Frequency count of web content and functionality features on LGOD portals

The analysis further focused on detecting natural groups or clusters within the LGOD early adopters as stipulated in RQ2. The study sought four groups (k = 4) in the data, separately for OGD content and OGD functionalities. In all, there were 73 LGODs in cluster 1, 63 in cluster 2, 66 in cluster 3 and 71 in cluster 4. The U.S. and Canada dominated in all the clusters contributing a total of 94 and 49 local government authorities out of the 273 in our study.
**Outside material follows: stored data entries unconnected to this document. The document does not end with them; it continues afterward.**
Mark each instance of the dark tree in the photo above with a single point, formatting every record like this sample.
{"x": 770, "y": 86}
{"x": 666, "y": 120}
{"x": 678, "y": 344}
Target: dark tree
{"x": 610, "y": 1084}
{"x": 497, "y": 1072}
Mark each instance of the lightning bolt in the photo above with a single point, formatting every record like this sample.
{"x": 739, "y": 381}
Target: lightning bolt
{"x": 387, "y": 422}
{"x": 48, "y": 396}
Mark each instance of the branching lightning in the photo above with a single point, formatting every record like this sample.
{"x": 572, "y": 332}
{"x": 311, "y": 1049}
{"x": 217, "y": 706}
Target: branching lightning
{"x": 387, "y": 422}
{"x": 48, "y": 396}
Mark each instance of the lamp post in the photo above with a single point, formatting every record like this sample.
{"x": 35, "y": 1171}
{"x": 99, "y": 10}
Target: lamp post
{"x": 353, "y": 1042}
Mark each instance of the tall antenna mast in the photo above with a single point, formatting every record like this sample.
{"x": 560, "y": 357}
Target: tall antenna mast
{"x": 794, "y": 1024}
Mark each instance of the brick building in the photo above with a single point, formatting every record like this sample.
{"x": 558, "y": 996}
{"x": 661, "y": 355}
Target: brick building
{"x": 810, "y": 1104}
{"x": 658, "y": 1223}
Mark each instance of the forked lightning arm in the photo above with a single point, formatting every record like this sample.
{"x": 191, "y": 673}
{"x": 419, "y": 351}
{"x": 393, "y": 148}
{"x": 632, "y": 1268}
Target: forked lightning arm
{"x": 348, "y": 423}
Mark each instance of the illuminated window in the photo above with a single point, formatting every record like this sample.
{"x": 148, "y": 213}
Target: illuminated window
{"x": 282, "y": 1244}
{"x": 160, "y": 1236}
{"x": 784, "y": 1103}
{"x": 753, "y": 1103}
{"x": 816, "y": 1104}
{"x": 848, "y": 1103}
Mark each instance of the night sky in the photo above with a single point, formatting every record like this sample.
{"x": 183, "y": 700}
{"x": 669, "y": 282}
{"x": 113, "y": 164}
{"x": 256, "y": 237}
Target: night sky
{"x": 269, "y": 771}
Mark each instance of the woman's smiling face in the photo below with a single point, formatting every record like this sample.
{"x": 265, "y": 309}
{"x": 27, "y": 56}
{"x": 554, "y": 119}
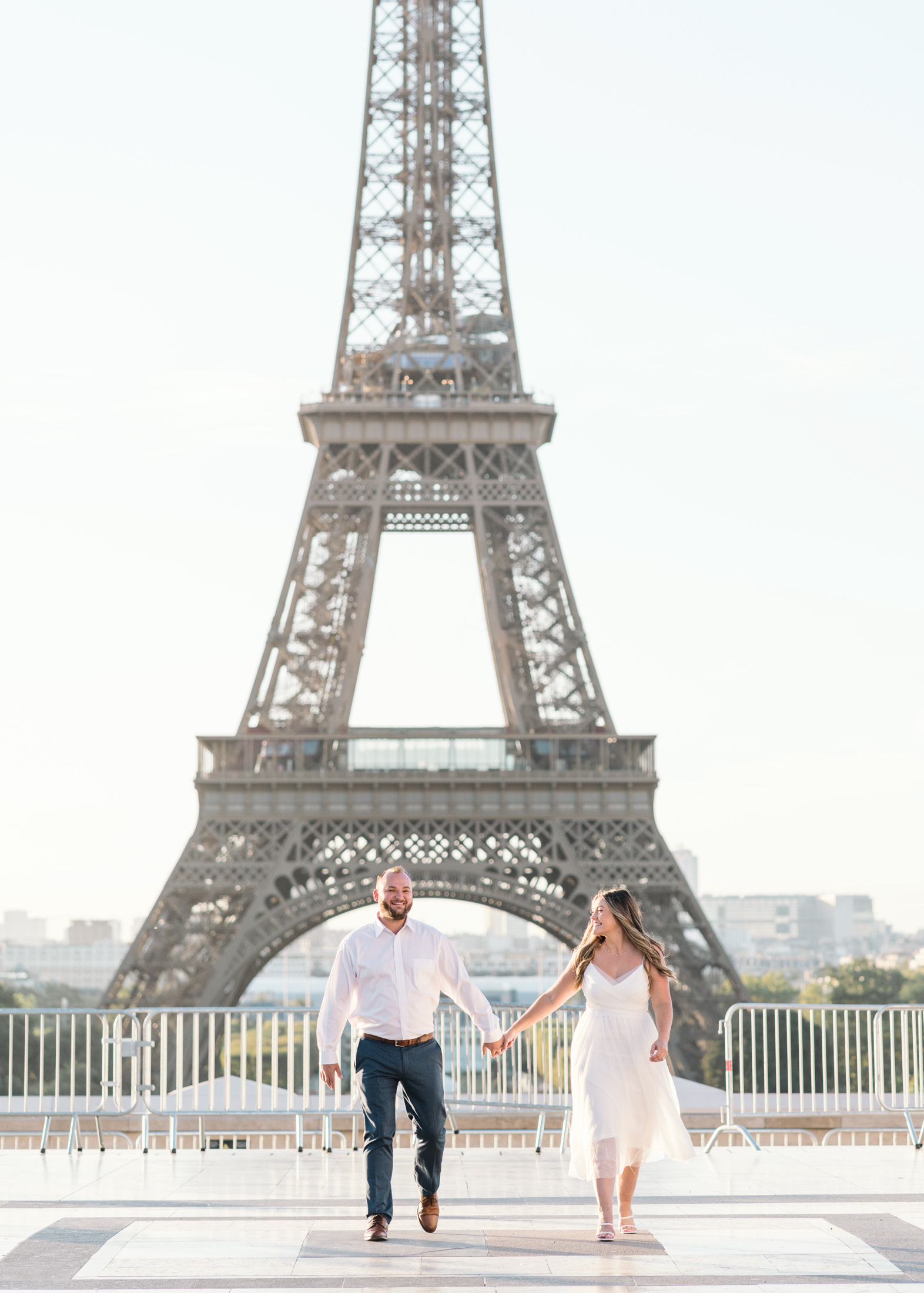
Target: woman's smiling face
{"x": 602, "y": 921}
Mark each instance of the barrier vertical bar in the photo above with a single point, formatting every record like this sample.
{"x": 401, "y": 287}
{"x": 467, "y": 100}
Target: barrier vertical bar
{"x": 25, "y": 1063}
{"x": 242, "y": 1031}
{"x": 88, "y": 1040}
{"x": 259, "y": 1057}
{"x": 180, "y": 1030}
{"x": 226, "y": 1059}
{"x": 290, "y": 1061}
{"x": 74, "y": 1062}
{"x": 197, "y": 1061}
{"x": 9, "y": 1068}
{"x": 825, "y": 1061}
{"x": 42, "y": 1062}
{"x": 57, "y": 1063}
{"x": 211, "y": 1059}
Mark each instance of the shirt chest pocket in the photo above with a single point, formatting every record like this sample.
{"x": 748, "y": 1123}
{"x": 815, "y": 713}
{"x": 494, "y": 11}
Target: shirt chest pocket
{"x": 424, "y": 974}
Overall, LGODs in clusters 3 and 4 respectively provide the most OGD features in terms of content and functionalities. Contributing to 16.67% of the local authorities in cluster 3, Canada leads in terms of the provision of OGD content benchmarked in the study. The U.S., Spain, Italy and France follow Canada in cluster 3. Similarly, in cluster 4, the U.S. contributes to about 63.4% of the total LGODs, and therefore provides far richer OGD functionalities and services than all other countries observed in the study. Canada, Italy, Spain and France follow in that order in terms of OGD functionalities. Specific to OGD contents, the strength of LGODs in cluster 4 as shown in Fig. 3, is the provision of features such as metadata, non-proprietary data formats and current datasets. For instance, in terms of data formats, LGODs in cluster 4 provide most of the recommended non-proprietary formats such as CSV, JSON, XML, RDF, as well as RSS and data APIs. However, LGODs in cluster 3 of which Canada dominates, focus more on geographic data formats such as Shape, GoeJSON and KML/KMZ. Geographic data is increasingly becoming one of the sought after data on OGD web portals and therefore adequate provision of appropriate Geo data formats would ease access of such data. Though overall, the clustering shows that, LGODs in clusters 1 and 2 lag behind their counterparts in clusters 3 and 4, one significant observation seen in cluster 2, is the provision of the XLX(S) data format. This spreadsheet data format is proprietary, and therefore not recommended highly by OGD web publishing standards. In terms of provision of OGD web functionalities, clusters 3 and 4 again provided more OGD functionalities than the other clusters. For instance, the strength of LGODs in cluster 3 can be seen in the provision of open data licenses and links to external data sites. LGODs in cluster 4 on the other hand, provided more of data visualization and data search functionalities. LGODs in cluster 1 urged slightly above clusters 3 and 4 in terms of provision of social media integration plugins.

Fig. 3.
figure 3

Strength of LGODs in terms of OGD web contents

5 Discussion and Conclusion

The results of the LGOD web portal inventory audit give a general insight into the trends, relationships and similarities among LGOD implementers around the world. In terms of geographical distribution of LGODs, the apparent trend shows early adopters are mostly found in the global north. Significantly, North America represented only by the U.S. and Canada have a combined share of 41.4% of the total LGODs in the world. There are no cities, federal states, provinces or regions in Africa currently implementing the concept of a decentralized open government data. In Asia, one city each in China and South Korea and two in Taiwan are the early LGOD implementers. In South America, Brazil leads in terms of the number of early LGODs, followed by Argentina and Uruguay. Front runners of LGODs in Europe are Italy, Spain, U.K, France, Germany, Austria, Netherland, Finland, Sweden and Belgium in the order of number of local authorities involved. Australia represents the Oceania as the only implementer of LGODs. The LGOD web audit afforded the opportunity to find clusters or natural groups into which LGOD early adopters belong. The clustering scheme though not meant to be a score card of performance of the LGODs, give an indication of the strength of each cluster in terms of which OGD features they provide to data users. This approach is to aid policy makers to support seemingly struggling LGODs in terms of technical support and resources. For instance, local authorities in cluster 1, lag far behind in terms of provision of standard OGD features. Therefore, though a welcoming attempt by local authorities in cluster 1, it is observed that they are not adhering to international OGD publishing standards. Such cities, towns, federal states, provinces etc. would need to be supported to attain the right standards. There is a general lack of uniformity by LGODs in terms of the content and features they publish for their data users. The seeming heterogeneity among LOGD web portals is affirmed by [9, 14]. For instance, even within the same country, the web template as well as the OGD features used tend to be different at the national, state and city levels. Apart from the U.S. which for the most part provides a common OGD web template for both its national as well as local authorities (federal states, cities, towns and counties), most of the 27 countries have their OGD web architecture different from their local authorities.